Sesame allergy (SA) is a growing concern because of its association with severe reactions and the limited knowledge of long-term outcomes.

OBJECTIVE

This retrospective study aimed to identify the risk factors influencing persistent SA (PSA) in children to improve management and select suitable candidates for oral immunotherapy (OIT).

METHODS

We analyzed the electronic medical records of 84 children with confirmed SA, as defined by consistent clinical reactions and immunoglobulin E (IgE)-mediated sensitization. Patients were followed for a median (IQR) of 56.5 (46.0-82.5) months.

RESULTS

Most participants were male (72.6%) with concurrent food allergies (71.4%). They experienced a median (IQR) of 3.0 (2.0-3.7) allergic episodes, with 46.4% experiencing at least one anaphylactic reaction. PSA was observed in 82.1% (69/84) of the patients. A larger skin prick test (SPT) wheal size at the first reaction (adjusted OR = 1.79, CI:1.05-3.04; p = .03) and allergic reaction grade≥2 (adjusted OR = 19.93, CI:1.37-289.13; p = .02) were independent risk factors for persistence. A 3-fold increase in the likelihood of persistence was observed in patients with SPT results greater than 6.7 mm at first reaction compared with those with results less than 6.7 mm during follow-up (HR = 3.08; CI:1.17-8.12; p = .02).
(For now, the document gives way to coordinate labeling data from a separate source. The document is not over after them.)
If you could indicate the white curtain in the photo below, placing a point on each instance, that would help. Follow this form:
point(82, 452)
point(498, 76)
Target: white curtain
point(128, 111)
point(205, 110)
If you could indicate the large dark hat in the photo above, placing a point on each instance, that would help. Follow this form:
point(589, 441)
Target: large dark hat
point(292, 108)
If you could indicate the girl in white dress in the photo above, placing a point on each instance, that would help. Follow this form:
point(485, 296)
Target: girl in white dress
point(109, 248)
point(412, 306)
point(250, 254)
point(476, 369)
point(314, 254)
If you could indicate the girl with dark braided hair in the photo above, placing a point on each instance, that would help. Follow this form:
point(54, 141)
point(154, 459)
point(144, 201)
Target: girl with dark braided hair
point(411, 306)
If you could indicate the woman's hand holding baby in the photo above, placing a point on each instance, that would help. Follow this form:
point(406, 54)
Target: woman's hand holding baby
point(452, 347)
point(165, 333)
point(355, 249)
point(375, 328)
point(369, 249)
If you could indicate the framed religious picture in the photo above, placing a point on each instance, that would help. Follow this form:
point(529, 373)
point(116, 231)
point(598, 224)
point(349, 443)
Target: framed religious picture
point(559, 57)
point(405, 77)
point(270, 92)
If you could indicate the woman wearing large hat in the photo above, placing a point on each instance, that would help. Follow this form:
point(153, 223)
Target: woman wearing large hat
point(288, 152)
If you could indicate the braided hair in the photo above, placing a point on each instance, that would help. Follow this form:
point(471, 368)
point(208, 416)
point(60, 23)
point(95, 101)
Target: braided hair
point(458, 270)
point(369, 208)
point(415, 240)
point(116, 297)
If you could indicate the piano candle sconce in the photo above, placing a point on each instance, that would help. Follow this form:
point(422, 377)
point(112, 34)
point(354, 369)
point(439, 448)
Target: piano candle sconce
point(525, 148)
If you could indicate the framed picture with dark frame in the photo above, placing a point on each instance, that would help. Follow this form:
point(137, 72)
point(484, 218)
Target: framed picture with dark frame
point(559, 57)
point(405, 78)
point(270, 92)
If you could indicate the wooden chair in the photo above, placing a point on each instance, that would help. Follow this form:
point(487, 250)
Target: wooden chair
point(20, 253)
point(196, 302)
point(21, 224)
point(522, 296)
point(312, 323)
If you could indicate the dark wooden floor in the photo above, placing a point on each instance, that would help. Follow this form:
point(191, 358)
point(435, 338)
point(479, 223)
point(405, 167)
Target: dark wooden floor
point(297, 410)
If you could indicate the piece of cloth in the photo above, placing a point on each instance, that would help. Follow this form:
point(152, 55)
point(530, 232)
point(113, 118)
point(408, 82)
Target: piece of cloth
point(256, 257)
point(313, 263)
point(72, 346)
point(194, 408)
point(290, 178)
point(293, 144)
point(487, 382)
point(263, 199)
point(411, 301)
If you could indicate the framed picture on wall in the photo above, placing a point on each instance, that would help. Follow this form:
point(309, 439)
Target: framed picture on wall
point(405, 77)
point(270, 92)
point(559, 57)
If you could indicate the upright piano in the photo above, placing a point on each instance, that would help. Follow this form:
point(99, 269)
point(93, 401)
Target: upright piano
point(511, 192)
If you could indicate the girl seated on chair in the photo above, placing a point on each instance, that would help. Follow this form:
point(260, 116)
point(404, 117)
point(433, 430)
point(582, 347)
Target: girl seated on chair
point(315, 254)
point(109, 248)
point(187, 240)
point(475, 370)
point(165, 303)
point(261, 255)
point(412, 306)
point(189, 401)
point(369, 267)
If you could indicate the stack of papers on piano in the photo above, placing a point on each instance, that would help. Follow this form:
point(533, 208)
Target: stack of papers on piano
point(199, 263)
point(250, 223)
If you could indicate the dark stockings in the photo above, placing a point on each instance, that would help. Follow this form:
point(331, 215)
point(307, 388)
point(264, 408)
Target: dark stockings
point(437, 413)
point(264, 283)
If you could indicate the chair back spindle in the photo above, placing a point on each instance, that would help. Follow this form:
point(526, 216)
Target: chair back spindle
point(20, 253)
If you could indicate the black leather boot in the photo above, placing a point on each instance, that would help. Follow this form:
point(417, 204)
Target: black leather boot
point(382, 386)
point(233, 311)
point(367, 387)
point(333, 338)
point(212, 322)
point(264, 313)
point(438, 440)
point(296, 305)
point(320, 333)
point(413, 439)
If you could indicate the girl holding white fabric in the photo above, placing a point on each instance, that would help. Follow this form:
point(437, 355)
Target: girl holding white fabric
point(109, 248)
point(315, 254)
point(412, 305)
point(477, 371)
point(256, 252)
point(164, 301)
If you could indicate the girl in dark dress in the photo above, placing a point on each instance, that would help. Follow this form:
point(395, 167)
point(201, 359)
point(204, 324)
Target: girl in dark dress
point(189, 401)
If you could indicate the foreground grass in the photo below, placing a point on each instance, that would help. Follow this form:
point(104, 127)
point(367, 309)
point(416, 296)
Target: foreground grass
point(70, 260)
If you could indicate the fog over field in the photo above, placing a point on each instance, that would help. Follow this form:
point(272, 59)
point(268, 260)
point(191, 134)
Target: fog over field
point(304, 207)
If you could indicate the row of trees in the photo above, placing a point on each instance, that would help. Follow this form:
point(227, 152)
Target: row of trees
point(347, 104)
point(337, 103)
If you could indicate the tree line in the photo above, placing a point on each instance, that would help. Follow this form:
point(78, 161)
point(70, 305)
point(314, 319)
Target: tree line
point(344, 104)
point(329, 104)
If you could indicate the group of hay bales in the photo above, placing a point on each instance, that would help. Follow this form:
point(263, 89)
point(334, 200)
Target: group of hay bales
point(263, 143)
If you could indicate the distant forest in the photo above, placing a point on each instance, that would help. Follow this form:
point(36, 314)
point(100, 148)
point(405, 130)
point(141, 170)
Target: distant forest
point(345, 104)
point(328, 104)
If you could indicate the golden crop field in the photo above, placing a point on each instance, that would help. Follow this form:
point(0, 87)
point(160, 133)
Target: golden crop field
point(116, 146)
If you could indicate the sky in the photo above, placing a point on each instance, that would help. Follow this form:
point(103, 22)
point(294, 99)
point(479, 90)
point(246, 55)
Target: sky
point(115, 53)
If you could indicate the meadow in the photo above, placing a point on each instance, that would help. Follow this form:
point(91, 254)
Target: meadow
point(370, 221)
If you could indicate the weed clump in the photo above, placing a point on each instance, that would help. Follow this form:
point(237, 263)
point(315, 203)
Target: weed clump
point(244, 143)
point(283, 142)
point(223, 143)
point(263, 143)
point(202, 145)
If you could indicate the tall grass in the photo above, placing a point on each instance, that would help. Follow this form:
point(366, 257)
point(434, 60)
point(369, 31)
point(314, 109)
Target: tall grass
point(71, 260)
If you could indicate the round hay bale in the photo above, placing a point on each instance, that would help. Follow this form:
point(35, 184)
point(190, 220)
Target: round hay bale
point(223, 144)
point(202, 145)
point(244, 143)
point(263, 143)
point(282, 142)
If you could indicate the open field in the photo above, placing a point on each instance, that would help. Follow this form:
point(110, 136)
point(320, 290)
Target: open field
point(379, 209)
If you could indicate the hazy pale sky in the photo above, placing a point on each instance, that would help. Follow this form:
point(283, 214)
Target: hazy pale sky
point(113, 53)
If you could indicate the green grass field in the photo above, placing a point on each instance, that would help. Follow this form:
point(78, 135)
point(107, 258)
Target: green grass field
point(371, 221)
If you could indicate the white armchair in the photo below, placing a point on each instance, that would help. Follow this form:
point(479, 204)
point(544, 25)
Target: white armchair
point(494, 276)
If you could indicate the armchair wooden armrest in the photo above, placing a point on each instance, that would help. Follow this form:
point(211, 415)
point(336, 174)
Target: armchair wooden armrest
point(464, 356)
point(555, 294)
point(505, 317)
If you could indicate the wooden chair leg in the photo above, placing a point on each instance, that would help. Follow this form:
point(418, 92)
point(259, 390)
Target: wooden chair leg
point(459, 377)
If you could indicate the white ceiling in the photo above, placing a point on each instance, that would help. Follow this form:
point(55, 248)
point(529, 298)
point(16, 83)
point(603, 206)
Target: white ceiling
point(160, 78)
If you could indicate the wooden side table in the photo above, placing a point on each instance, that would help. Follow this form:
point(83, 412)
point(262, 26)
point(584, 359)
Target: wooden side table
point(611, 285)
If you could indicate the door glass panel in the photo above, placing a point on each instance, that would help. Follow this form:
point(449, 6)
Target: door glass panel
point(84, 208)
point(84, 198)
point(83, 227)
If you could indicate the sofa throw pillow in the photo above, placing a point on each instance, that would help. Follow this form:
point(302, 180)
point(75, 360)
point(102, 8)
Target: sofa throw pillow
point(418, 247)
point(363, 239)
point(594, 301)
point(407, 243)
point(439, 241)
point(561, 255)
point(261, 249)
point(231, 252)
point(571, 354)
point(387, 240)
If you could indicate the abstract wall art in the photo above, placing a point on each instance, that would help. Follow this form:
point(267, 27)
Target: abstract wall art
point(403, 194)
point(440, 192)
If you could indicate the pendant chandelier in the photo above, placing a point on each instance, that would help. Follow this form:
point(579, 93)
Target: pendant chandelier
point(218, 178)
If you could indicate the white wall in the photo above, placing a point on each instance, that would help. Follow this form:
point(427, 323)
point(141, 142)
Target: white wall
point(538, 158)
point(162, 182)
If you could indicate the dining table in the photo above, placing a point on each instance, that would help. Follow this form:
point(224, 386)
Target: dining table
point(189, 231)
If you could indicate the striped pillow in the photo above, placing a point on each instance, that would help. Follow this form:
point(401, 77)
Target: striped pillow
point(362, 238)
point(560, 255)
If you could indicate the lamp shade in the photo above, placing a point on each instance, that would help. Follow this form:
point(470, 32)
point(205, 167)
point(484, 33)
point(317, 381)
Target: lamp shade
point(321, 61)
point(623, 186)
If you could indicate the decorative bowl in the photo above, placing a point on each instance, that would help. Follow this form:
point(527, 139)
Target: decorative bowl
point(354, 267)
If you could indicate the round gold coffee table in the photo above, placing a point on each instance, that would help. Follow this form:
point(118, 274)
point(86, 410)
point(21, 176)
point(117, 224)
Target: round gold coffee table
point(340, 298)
Patients with sustained or increased SPT wheal size (93% remained allergic) and specific IgE (95% remained allergic) at the final visit were more likely to have PSA, whereas those with decreased levels (37% and 39% developed natural tolerance, respectively) were less likely to have resolved SA.

CONCLUSIONS

This study identified novel risk factors for PSA, including SPT wheal size at the first reaction, reaction severity, and sustained sensitization markers. These findings can inform management strategies and the selection of OIT candidates. Further long-term studies are crucial to elucidate the natural history of SA across populations and to evaluate early interventions, such as OIT.